For the Famicom Programmable Series games, Excitebike, Mach Rider and Wrecking Crew, Nintendo had a save/load function for custom built tracks or levels. The game used the Famicom Cassette Recorder to save and load levels/tracks. Now, as Nintendo used the same ROMs for NES versions of these games, I wonder if the save/load functions of these games could work in a front loading NES with a cassette player wired to the NES Expansion Port.
First, lets examine how the Famicom Cassette Recorder works without the Famicom Keyboard. When the game wishes to save custom tracks/leveks, it sends the data encoded into sound pulses to the audio output pin on the Famicom Expansion Port. The user must have the tape deck recording for anything to happen. When it comes time to load a game, the tape plays back the signal and sends it to $4016 D0. The game is waiting for a serial binary signal on that bit and reassembles it appropriately. The Famicom's Microphone on controller #2 behaves similarly. Naturally, I would expect that the audio signal itself is essentially a square wave. (Perhaps there is an ADC in the cassette recorder.)

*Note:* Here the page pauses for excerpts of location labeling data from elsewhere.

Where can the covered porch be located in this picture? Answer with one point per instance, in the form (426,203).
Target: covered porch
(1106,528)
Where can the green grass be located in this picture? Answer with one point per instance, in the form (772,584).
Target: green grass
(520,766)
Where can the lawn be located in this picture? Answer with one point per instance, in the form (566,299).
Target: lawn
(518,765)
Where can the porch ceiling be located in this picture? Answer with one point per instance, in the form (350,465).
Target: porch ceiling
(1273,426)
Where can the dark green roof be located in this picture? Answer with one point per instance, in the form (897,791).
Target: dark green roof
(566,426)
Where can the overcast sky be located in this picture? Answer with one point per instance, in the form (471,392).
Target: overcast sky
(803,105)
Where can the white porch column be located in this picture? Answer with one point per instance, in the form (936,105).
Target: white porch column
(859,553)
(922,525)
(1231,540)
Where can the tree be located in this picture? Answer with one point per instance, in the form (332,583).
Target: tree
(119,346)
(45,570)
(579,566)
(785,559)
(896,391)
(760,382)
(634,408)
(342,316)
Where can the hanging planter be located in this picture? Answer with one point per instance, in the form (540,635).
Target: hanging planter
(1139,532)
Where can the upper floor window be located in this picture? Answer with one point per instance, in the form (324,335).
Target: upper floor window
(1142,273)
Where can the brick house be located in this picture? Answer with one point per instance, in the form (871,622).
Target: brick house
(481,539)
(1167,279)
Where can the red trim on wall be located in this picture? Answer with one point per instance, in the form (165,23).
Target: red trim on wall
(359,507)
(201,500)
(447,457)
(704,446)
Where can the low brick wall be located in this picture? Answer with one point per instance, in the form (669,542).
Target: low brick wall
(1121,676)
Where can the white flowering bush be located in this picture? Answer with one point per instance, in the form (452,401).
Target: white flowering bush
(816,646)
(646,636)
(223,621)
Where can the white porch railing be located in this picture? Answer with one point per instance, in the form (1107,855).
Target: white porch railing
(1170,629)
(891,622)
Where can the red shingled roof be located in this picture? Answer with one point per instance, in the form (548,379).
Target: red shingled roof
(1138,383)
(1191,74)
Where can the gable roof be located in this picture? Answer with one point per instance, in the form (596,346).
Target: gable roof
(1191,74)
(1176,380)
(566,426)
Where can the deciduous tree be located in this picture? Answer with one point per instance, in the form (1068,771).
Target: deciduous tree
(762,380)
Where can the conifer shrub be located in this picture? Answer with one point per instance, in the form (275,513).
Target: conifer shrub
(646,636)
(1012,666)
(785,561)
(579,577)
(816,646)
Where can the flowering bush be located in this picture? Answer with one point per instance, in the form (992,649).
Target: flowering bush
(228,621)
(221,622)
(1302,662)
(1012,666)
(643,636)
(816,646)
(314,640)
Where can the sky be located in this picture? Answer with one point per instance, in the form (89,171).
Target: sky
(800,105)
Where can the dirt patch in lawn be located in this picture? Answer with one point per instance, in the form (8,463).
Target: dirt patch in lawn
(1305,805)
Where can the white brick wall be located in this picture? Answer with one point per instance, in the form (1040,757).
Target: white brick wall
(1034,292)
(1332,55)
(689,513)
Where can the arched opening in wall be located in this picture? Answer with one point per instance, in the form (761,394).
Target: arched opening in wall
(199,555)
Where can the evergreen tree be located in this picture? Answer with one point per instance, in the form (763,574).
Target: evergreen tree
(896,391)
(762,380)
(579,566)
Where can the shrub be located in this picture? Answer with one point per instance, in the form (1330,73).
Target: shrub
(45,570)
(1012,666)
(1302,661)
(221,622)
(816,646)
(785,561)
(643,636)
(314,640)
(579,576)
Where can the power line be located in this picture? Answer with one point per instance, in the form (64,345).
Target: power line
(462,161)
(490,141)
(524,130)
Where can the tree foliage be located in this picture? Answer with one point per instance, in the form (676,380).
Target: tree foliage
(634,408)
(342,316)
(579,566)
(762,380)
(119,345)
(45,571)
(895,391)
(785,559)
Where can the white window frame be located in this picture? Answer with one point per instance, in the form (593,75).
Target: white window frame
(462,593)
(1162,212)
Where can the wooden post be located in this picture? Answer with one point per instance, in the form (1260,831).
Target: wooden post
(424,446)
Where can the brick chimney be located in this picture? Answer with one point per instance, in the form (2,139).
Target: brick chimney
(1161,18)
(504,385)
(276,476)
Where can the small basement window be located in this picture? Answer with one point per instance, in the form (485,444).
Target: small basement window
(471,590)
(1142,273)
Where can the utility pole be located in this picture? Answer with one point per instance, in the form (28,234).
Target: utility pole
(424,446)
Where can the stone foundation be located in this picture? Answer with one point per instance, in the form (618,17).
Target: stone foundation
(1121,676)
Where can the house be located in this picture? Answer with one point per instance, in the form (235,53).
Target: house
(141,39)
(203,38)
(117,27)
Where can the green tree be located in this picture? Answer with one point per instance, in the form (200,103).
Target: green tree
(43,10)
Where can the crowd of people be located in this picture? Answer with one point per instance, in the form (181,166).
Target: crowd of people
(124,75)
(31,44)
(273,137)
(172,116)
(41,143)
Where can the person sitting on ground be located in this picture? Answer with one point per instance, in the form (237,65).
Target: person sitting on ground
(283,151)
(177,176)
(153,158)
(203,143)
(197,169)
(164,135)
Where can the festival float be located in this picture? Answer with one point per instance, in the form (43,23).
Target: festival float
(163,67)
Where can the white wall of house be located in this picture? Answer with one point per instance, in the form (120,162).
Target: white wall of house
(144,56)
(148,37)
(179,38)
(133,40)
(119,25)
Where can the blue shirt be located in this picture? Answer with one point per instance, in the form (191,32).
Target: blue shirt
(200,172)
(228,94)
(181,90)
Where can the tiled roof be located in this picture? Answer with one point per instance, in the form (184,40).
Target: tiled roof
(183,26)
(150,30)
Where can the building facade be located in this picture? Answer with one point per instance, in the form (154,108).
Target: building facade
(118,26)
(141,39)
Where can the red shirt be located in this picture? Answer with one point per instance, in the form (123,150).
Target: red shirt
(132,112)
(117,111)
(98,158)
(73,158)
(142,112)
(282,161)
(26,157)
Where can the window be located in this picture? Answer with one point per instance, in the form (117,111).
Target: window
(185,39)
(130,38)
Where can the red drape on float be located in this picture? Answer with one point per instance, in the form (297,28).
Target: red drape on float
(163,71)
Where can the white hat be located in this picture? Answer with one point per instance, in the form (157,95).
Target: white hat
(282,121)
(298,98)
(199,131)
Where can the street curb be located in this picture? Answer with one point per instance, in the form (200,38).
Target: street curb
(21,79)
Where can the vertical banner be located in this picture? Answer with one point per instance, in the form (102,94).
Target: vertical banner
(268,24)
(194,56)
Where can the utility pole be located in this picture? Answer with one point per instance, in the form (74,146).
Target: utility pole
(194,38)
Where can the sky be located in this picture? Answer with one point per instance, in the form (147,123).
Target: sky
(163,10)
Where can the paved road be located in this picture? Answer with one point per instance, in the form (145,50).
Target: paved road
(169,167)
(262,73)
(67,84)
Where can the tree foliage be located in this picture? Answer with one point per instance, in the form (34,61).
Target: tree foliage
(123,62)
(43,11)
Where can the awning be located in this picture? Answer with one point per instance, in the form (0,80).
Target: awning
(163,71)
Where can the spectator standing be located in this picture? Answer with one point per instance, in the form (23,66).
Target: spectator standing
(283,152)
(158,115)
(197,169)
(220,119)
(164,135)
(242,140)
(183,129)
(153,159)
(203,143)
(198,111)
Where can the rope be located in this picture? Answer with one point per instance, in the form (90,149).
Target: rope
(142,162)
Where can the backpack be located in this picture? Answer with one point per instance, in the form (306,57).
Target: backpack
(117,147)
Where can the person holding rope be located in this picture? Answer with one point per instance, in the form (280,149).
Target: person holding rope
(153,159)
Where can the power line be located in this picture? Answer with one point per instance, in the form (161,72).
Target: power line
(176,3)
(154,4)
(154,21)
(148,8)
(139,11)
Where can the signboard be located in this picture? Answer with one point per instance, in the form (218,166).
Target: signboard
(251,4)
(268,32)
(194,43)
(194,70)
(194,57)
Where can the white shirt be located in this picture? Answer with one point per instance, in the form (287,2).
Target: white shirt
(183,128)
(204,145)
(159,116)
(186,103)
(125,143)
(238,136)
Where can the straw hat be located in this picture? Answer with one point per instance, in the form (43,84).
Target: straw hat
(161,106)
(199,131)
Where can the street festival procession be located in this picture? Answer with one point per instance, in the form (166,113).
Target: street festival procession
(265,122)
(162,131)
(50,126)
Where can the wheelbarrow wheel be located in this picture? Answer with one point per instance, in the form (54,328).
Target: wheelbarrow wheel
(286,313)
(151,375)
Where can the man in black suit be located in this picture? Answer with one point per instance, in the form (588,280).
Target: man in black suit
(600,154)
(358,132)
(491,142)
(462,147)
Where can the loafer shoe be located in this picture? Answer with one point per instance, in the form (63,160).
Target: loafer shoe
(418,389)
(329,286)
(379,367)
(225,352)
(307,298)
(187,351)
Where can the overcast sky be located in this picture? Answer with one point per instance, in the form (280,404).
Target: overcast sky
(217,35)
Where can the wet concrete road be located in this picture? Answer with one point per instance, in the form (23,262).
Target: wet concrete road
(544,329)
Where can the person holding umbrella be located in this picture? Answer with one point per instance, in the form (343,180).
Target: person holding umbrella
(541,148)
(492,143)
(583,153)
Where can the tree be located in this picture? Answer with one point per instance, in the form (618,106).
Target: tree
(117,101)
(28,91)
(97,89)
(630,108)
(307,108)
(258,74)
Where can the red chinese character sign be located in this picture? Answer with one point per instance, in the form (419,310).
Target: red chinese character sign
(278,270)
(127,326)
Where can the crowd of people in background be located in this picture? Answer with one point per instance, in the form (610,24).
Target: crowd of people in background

Now, is there any other reason a non-Nintendo cassette recorder wouldn't work? Perhaps a modification would be needed.
Great Hierophant wrote:
For the Famicom Programmable Series games, Excitebike, Mach Rider and Wrecking Crew, Nintendo had a save/load function for custom built tracks or levels. The game used the Famicom Cassette Recorder to save and load levels/tracks. Now, as Nintendo used the same ROMs for NES versions of these games, I wonder if the save/load functions of these games could work in a front loading NES with a cassette player wired to the NES Expansion Port.
First, lets examine how the Famicom Cassette Recorder works without the Famicom Keyboard. When the game wishes to save custom tracks/leveks, it sends the data encoded into sound pulses to the audio output pin on the Famicom Expansion Port. The user must have the tape deck recording for anything to happen. When it comes time to load a game, the tape plays back the signal and sends it to $4016 D0. The game is waiting for a serial binary signal on that bit and reassembles it appropriately. The Famicom's Microphone on controller #2 behaves similarly. Naturally, I would expect that the audio signal itself is essentially a square wave. (Perhaps there is an ADC in the cassette recorder.)
Now, is there any other reason a non-Nintendo cassette recorder wouldn't work? Perhaps a modification would be needed.
The Atari 2600 had a similar device called the SuperCharger. I remember people making a compilation of games on CD of the games which were originally sold on tapes. Hence apparently it is just analog audio, so as long as the recorder is good enough, you could probably use whatever one you wanted.
Very true, the Supercharger could use any decent cassette player. However, between the 2600 and the cassette recorder there was the Supercharger hardware. That hardware had four major components, the ROM, the RAM, the mapping circuitry and an Analog to Digital Converter. The Cuttle Cart (1) operates similarly but in a far more advanced way.
Now, a NES already has the ROM, the RAM and the mapping circuitry on the cartridge, if any. But what about recording onto and reading back from cassette tapes? The NES does have 4x4-bit and 1x7-bit DACs for its sound channels. But a normal cassette recorder does not have an ADC, perhaps the Famicom's Cassette Recorder does. Otherwise, how can it reliably receive the data, which it expects to be digitized?
What are the voltages for a headphone level signal, and what are the voltages expected by the Famicom expansion port? Perhaps all we need is to run a comparator on the difference between the signal and a low-pass filter of the signal in order to get a 1-bit demodulation of the data on the cassette.
I have been planning to build something like this for quite awhile, i replaced my exp. connector from my deck with a sawed-off ISA connector to make more convinient to use.
Has anyone RE'd the load/save function? i belive it should have somekind of start/stop signatures or similar to indentify what exactly NES is trying to do with it.
I think this tapedrive simulator could be done by using UART, LPT or USB, without using any additional circuitry.
oops! the message above was mine, i forgot to logon!